Harrisburg is expected to end the year with enough money in the bank to pay off its accumulated debt, according to a key city official.
Appearing before city council this week, Comptroller Charlie DeBrunner told council members his office forecast a fund balance of $ 34 million by the end of the year, which may be enough to pay off the bonds. the city, he said.
âI think it’s pretty clear that we can if this holds up,â DeBrunner said. âWe’re not in administration, so we can only see what’s happened, not what’s going to happen. We don’t have the crystal ball that the finance people and the mayor have.
In contrast, Mayor Eric Papenfuse has repeatedly stated that the city does not have enough savings to pay off around $ 25 million in debt, pay the city’s current expenses and maintain an adequate reserve fund of 11 to $ 13 million. He also said that with a healthy fund balance, the city would regain a credit rating and be able to re-enter the bond markets for the first time since defaulting on its debt ten years ago.
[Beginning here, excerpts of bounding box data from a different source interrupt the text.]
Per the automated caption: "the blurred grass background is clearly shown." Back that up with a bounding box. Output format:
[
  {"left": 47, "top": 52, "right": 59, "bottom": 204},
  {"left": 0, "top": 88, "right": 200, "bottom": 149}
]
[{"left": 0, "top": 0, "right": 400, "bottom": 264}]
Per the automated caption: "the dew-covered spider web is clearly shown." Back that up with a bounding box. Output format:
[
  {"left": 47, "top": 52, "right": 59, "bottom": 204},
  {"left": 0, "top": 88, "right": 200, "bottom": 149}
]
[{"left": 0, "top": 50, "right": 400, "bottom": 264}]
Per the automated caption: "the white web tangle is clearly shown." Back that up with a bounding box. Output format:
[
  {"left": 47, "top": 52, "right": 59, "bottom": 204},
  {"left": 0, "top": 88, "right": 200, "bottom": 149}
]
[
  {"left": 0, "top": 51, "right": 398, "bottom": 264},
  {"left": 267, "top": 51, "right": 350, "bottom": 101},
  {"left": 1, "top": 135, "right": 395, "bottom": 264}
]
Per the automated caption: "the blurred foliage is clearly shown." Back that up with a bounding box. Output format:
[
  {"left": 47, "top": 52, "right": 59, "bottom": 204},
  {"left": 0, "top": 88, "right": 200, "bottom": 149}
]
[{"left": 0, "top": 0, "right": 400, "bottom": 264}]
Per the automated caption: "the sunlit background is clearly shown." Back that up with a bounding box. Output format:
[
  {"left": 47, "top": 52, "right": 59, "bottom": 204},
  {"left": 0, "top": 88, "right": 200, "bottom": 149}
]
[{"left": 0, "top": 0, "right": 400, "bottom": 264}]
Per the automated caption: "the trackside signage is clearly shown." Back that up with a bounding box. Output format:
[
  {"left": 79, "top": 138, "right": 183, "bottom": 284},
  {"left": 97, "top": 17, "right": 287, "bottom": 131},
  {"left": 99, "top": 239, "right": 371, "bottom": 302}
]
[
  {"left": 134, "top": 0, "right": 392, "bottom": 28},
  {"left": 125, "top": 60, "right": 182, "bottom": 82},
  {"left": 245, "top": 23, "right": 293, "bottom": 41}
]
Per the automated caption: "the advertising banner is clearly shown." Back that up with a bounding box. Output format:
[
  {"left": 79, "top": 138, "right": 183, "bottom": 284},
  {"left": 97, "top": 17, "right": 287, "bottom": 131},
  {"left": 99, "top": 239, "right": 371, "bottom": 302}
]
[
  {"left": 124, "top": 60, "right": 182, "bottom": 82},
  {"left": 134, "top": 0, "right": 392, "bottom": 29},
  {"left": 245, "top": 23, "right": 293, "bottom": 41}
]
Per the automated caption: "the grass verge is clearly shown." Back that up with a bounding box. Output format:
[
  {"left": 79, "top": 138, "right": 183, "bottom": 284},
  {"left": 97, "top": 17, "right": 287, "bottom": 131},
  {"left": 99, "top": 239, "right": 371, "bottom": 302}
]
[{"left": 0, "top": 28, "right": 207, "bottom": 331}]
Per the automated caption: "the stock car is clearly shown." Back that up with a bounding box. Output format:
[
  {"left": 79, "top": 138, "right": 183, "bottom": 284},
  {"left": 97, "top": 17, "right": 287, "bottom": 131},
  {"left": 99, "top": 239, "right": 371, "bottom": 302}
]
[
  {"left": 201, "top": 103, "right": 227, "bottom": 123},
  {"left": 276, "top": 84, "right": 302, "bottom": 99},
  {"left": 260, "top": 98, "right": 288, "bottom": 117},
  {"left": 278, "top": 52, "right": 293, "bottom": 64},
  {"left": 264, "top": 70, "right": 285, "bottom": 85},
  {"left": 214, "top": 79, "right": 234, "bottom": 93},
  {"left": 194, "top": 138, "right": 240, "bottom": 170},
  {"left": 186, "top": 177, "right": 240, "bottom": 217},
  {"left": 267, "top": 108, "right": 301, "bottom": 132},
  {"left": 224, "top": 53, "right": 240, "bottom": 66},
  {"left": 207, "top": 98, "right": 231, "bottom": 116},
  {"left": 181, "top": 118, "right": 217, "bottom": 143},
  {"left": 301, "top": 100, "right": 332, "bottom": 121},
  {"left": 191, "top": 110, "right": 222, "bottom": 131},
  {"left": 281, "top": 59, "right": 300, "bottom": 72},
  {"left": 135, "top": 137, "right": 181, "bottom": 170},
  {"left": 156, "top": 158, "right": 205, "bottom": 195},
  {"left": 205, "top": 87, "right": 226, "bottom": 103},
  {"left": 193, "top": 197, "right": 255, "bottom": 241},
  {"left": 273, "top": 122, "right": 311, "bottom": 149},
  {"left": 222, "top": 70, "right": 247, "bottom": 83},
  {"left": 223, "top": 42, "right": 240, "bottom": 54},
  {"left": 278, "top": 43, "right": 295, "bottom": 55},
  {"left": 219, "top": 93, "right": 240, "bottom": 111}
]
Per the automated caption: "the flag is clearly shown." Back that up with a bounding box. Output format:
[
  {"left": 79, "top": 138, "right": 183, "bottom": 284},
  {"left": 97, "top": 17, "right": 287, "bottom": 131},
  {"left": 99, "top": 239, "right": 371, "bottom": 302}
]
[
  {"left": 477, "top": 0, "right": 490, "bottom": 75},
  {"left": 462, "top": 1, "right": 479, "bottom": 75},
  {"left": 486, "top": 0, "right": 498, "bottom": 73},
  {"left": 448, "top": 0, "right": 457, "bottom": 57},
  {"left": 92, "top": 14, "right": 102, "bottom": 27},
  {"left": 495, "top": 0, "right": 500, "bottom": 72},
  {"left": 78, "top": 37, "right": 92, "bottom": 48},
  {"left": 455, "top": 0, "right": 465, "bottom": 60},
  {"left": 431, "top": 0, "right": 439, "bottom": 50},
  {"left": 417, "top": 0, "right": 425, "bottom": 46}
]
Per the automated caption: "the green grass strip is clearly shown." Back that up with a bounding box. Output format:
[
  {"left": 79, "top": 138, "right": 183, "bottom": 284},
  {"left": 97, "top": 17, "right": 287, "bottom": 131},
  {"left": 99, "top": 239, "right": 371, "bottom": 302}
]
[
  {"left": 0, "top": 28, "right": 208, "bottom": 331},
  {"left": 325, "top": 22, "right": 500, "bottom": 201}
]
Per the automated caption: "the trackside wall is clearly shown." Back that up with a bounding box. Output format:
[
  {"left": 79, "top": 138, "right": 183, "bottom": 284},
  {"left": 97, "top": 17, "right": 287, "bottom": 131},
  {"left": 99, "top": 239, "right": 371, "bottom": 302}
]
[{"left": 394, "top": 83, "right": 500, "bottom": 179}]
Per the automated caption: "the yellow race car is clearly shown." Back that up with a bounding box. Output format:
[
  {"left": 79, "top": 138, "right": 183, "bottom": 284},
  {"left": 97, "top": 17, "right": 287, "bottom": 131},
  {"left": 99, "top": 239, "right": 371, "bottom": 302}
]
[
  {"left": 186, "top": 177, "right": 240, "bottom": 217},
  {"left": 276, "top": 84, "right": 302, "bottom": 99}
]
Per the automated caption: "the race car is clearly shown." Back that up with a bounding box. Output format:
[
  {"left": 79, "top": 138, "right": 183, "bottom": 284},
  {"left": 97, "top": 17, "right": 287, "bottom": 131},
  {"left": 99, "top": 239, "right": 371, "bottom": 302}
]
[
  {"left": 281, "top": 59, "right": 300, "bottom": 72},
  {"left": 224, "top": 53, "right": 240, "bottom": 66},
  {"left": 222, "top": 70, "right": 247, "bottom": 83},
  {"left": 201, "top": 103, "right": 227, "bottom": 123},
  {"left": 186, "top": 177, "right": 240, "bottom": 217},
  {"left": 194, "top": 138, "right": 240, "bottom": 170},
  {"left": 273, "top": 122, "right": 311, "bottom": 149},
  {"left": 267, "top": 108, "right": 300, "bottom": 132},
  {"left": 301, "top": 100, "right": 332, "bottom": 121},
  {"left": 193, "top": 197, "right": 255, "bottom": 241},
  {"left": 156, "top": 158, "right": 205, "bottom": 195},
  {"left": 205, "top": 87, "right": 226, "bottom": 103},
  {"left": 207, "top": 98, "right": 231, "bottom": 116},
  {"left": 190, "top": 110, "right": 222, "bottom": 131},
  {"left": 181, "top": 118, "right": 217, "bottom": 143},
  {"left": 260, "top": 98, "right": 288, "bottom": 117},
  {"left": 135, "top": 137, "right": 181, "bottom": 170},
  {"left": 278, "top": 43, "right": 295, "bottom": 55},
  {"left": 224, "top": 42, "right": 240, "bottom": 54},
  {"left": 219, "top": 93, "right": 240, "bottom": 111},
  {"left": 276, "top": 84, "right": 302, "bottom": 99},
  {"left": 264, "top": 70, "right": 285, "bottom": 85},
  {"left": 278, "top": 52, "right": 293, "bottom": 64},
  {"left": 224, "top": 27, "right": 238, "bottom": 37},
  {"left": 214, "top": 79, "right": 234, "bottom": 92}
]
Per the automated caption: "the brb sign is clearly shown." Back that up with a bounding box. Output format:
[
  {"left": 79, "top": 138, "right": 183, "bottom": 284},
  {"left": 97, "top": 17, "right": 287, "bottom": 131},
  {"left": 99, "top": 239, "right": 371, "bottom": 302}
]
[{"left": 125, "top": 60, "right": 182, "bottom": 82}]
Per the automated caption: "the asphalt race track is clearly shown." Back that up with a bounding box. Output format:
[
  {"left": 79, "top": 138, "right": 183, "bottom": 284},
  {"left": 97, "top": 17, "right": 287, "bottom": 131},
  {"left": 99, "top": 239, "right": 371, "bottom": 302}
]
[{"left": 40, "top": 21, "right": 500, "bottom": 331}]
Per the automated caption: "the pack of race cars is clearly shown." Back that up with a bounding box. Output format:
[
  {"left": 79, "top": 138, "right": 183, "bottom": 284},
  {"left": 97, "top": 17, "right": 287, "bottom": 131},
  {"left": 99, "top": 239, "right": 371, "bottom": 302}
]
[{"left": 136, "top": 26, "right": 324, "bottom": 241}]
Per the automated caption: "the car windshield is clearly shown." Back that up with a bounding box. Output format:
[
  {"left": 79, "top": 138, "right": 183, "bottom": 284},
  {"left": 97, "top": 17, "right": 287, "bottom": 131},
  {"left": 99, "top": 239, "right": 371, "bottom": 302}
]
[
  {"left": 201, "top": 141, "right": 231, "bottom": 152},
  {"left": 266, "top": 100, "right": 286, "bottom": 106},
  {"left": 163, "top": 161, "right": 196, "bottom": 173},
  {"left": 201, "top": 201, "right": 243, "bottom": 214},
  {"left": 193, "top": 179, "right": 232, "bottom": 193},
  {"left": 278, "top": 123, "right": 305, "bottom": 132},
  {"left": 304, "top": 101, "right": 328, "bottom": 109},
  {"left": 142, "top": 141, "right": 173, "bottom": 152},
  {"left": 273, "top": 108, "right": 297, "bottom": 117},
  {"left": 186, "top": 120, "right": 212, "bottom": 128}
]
For months, Papenfuse criticized the city council for refusing to act on its bond refinancing plan, introduced in early June, which would significantly reduce the city’s general bond interest rate, which currently stands at 6, 75%.
Board chair Wanda Williams and other board members said they wanted to use the city’s savings to pay off the debt all at once, rather than refinance it.
DeBrunner told council members this week that by paying off the debt sooner, the city could save about $ 14 in accrued interest over an expected 10-year repayment period.
The Intergovernmental Cooperation Authority, a body established by the Commonwealth to help oversee Harrisburg’s finances, urged the administration and council to come together to resolve their differences over financial data and to reach agreement on the way to be continued. At the end of last month, the two sides had yet to meet.
Papenfuse said he welcomed alternatives to his refinancing plan, but the council has not formally introduced legislation to pay off the debt in part or in full.
“I am open to ideas,” he previously told TheBurg. âI didn’t see anything from them.
Papenfuse said this week that, had the council acted in June, the refinancing could have already been completed, with the interest rate cut in half to the financial benefit of the city.
DeBrunner said another bond payment is slated for January, so the council could wait until then to see exactly how much savings the city has before making a decision on whether or not to repay the debt.
The good news is. . . we have nothing to do until we know it, âhe said. “We don’t have to pay any money until January 2022, so we’ll know exactly what we have then.”